#73 Anemia of Pregnacy

One of the first and most important adaptations of mothers to pregnancy is the enlargement of the intravascular space, often called the container. This change is often accompanied by lower blood pressure because the container is bigger, but the contents are not. Over time, the intravascular volume increases to fill the bigger container.

The larger container and the larger volume are some of the most important adaptations in pregnancy. These conditions create a relative anemia because the blood volume increases first, while the hemoglobin takes about three months to be made. This creates a relative anemia, which is most common in the second trimester.

Most women will run a Hgb between 13 and 15 when they’re not pregnant, but a hemoglobin between 12 and 13 is better for pregnancy. Return of hemoglobin to 14 or 15 in pregnancy is a sign of impending preeclampsia. So, not only is a relative anemia common, it is essential for a successful pregnancy.

There are conditions in which people can develop pregnancy anemia in the face of a pre-existing anemia. There could be several causes. Certainly, heavy bleeding with a low iron level preceding pregnancy would be a common problem. There are several inherited conditions which would be associated with anemia before a pregnancy, such as sickle cell anemia.

Feeling weak, faint and nauseated from time to time are all part of normal pregnancy symptoms. These symptoms most often result from low blood pressure associated with a larger blood volume and lower hemoglobin. all which normal and healthy responses to pregnancy.

If you are having trouble with the symptoms of low blood pressure, be careful to allow time when standing up from a sitting or lying position. Allow yourself some time to adjust and be careful in the shower.
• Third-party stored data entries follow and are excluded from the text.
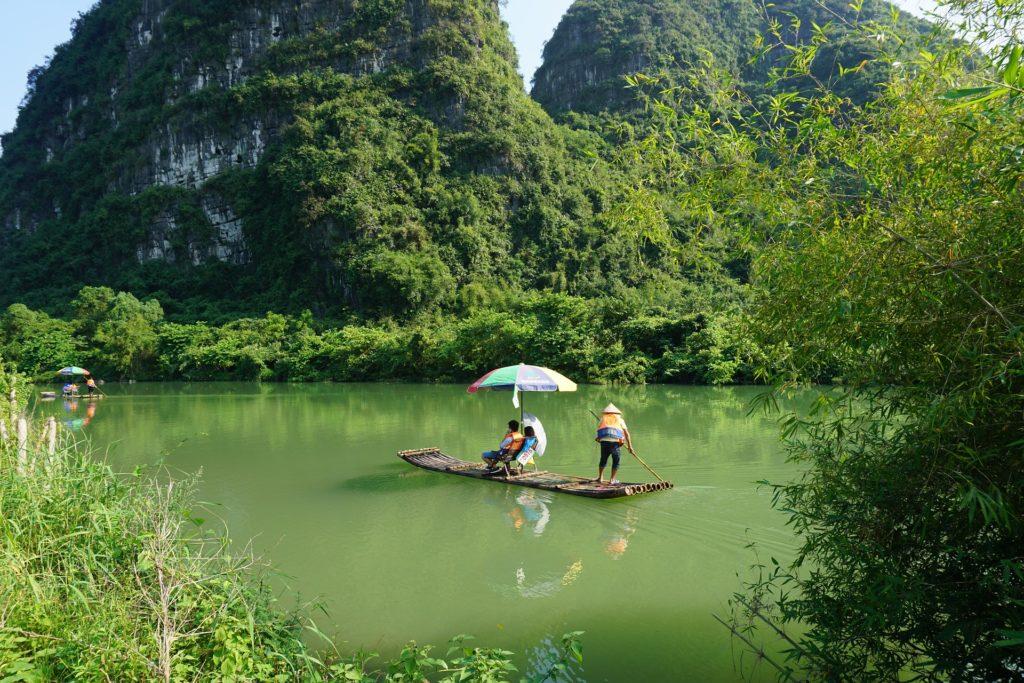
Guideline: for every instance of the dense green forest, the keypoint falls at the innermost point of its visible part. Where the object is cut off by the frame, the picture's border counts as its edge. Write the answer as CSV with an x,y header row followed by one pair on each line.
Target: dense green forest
x,y
889,254
113,577
397,218
792,233
429,185
599,340
598,43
I’d recommend walking around a little bit and having breakfast before your shower.

There are several ways to address the anemia of pregnancy. Remember, iron comes from red meat. Iron also comes in red vegetables and fruit. For example, radishes, apples, grapes, prunes, plums, and dates. Diet alone might be a challenging way to get the iron you need. Many prenatal vitamins have some iron, and they’re also iron only vitamins, which have iron sulfate or iron gluconate.

While the iron gluconate is more tolerable, it is also absorbed more slowly. Taking oral iron can present problems like constipation, which can occur in pregnancy anyway. Another problem with iron supplements is that they may cause nausea. You may want to consider taking the iron pills around 9 pm or an hour before bedtime. But remember if you take them right at bedtime, nausea, might keep you awake. Raising blood iron levels can be done relatively quickly with IM or IV Iron. Just remember, your body’s ability to manufacture hemoglobin will still require three months time even with a full body supply of iron.

Preventing anemia depends on the degree of anemia you have, why you have anemia, and what your blood stores of iron are. If you have anemia with a hemoglobin of seven or eight, it could be bleeding because you’re not making enough blood or because you’re losing too much blood. A hemoglobin of seven or eight is not normal in pregnancy. You will need a thorough workup from your physician, including looking for inherited blood diseases such as sickle cell anemia or bleeding tendencies. If your hemoglobin is low because you’re losing blood, your doctor will need to find a reason for your anemia. Remember, it’s not just a matter of raising your hemoglobin. It is a matter of determining why it is low. An accurate diagnosis is necessary.

To summarize the normal anemia in pregnancy, the container or the space inside of your blood vessels relaxes and enlarges. The next step is for this space to be filled up with serum, a straw-colored protein mixture while your body is creating red blood cells. After about three months, the red cells construction is complete, and they begin to be added back into the expanded blood volume. During the time that is required to build the hemoglobin, anemia forms and can get down to 11. In pregnancy, this is normal. Once the red cells are made, the hemoglobin will then rise to somewhere around 12, which is normal in pregnancy.